A demonstration of more than 100,000 Spaniards, led by sick people of all ages, wound slowly through the capital last night, moving marchers and onlookers alike to tears. The protest was called by left-wing opposition parties to highlight a national health scandal involving poisonous cooking oil that has claimed more than 140 lives since May.
An estimated 15,000 have been affected and three more deaths were announced by Health Department authorities today, bringing the official death toll to 143. The Socialist opposition's figure is 151. The death list could reach four figures, according to officials as no antidote has yet been found for the toxin. Over 1,000 are hospitalized.
The slogan "government assassins" chanted by the demonstrators underscored wide public indignation that inefficient consumer protection made possible the fraudulent sale of huge quantities of highly poisonous rapeseed oil. Officials now believe a total of 660 tons of rapeseed oil which had been adulterated with chemicals for industrial use were reprocessed and sold as cut-rate olive oil.
Despite intensive research by Health Department officials, collaboration from the U.S. Centers for Disease Control, from European experts and from the World Health Organization, there is still no known cure for a gradual process of muscular paralysis that strikes down the victims.
"So far, all the progress reports that have reached me have not provided any basis for optimism," said Dr. Luis Valenciano, Spain's director general of health. The sick in the demonstration included children crippled in wheelchairs and others very thin and moving with difficulty.

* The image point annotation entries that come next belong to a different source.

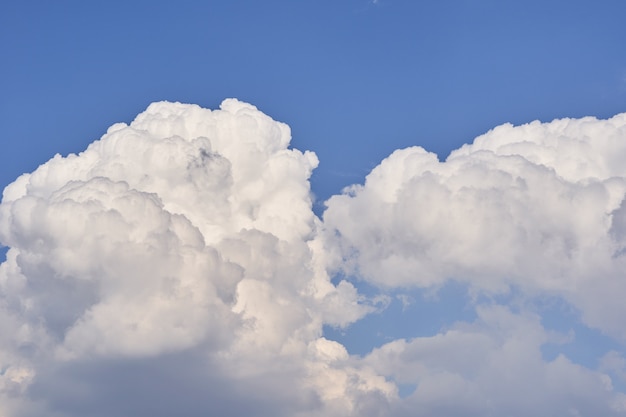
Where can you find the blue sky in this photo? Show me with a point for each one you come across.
(355, 80)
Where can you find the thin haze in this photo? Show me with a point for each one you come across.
(376, 226)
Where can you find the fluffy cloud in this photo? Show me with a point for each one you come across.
(537, 207)
(176, 266)
(190, 231)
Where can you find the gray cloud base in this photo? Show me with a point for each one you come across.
(176, 267)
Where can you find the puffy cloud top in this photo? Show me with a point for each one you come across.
(175, 266)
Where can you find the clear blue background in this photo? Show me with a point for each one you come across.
(355, 80)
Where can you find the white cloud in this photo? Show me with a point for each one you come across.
(189, 230)
(493, 366)
(538, 207)
(176, 264)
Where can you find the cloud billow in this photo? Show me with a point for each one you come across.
(176, 266)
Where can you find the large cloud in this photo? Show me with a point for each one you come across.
(188, 231)
(176, 267)
(539, 207)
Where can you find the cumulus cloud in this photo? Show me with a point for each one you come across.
(539, 207)
(189, 230)
(175, 266)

The turnout for the demonstration, which was organized by the Socialist and Communist parties and their corresponding labor organizations, indicated that the handling of the health scandal could be a political time bomb for the government.
Last month the government defeated an opposition motion in congress to reprimand five ministers for negligence. Had it passed, the Cabinet would have fallen.
The demonstrators' anger spilled over into a near riot at the end when leftist political activists formed barricades out of cars and street benches and clashed briefly with riot police.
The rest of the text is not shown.